Die anstehende 6. IV-Revision sieht vor, bis in sechs Jahren 12 500 Renten zu streichen. Das bereitet dem Verein anker Sorgen.

Menschen mit einer Behinderung so weit als möglich ins Erwerbsleben integrieren und das Defizit der Invalidenversicherung bis ins Jahr 2018 halbieren: So lauten die zwei zentralen Ziele der 6. IV-Revision, die 2012 in Kraft treten soll.

«BEHINDERTE MENSCHEN im Arbeitsprozess zu integrieren, ist grundsätzlich auch unser Ziel», sagt dazu Doris Benker.
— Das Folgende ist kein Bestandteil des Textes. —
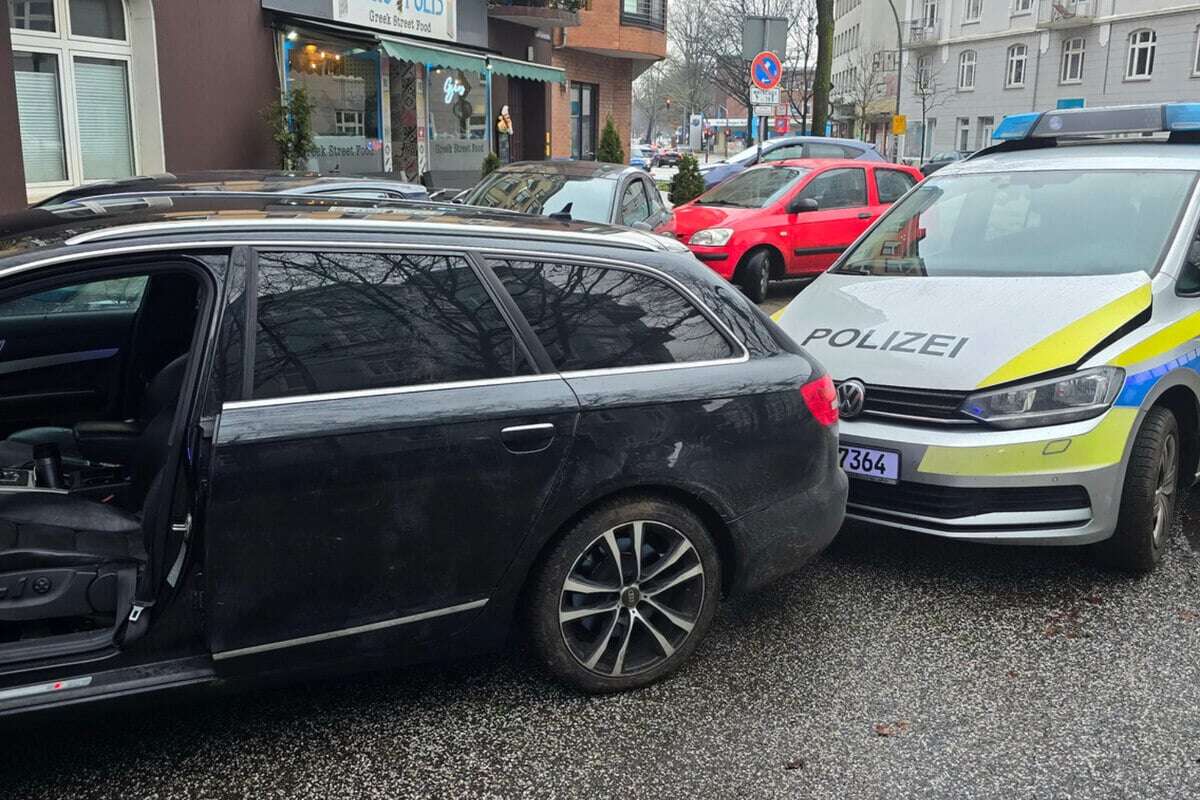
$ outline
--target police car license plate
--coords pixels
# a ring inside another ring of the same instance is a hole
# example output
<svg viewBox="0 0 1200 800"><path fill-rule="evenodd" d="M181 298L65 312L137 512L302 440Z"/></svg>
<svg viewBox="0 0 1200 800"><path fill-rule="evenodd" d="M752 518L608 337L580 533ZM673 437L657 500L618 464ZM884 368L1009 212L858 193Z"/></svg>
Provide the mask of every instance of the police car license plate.
<svg viewBox="0 0 1200 800"><path fill-rule="evenodd" d="M850 475L883 483L900 480L900 454L892 450L843 445L838 456L842 469Z"/></svg>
Der Verein anker befürchte allerdings, dass – nicht zuletzt durch die aktuelle Wirtschaftslage bedingt – bei weitem nicht genügend passende Arbeitsplätze vorhanden seien. «Immerhin rechnet der Bundesrat damit, dass innerhalb von sechs Jahren 12 500 Renten nicht mehr benötigt werden.» Das heisse konkret, dass man neue Arbeitsplätze schaffen und Arbeitgeber entsprechend sensibilisieren müsse: «Psychisch Kranke müssen mit wenig Leistungsdruck einsteigen können und brauchen Betreuung», so Benker. Nicht zuletzt im Hinblick auf die 6. IV-Revision plant der Verein anker darum, das Angebot des ArbeitsCoaches auszubauen und eine zusätzliche Coaching- Stelle zu schaffen.

AUCH Behindertenverbände und andere Organisationen sehen grosse Herausforderungen auf sich zukommen: Etwa, was die Überprüfung von Renten von Menschen mit Schmerzstörungen, Fibromyalgie und ähnlichen Krankheitsbildern betrifft. «Die Revision wird Ängste und Widerstände auslösen», so der Tenor. Es müsse streng, aber fair vorgegangen werden – und natürlich sollte keine Verlagerung zu anderen Versicherungen stattfinden. Doris Benker: «Die Psychiatrie muss noch stärker vernetzt und die Zusammenarbeit mit den Sozialversicherungen ausgebaut werden.»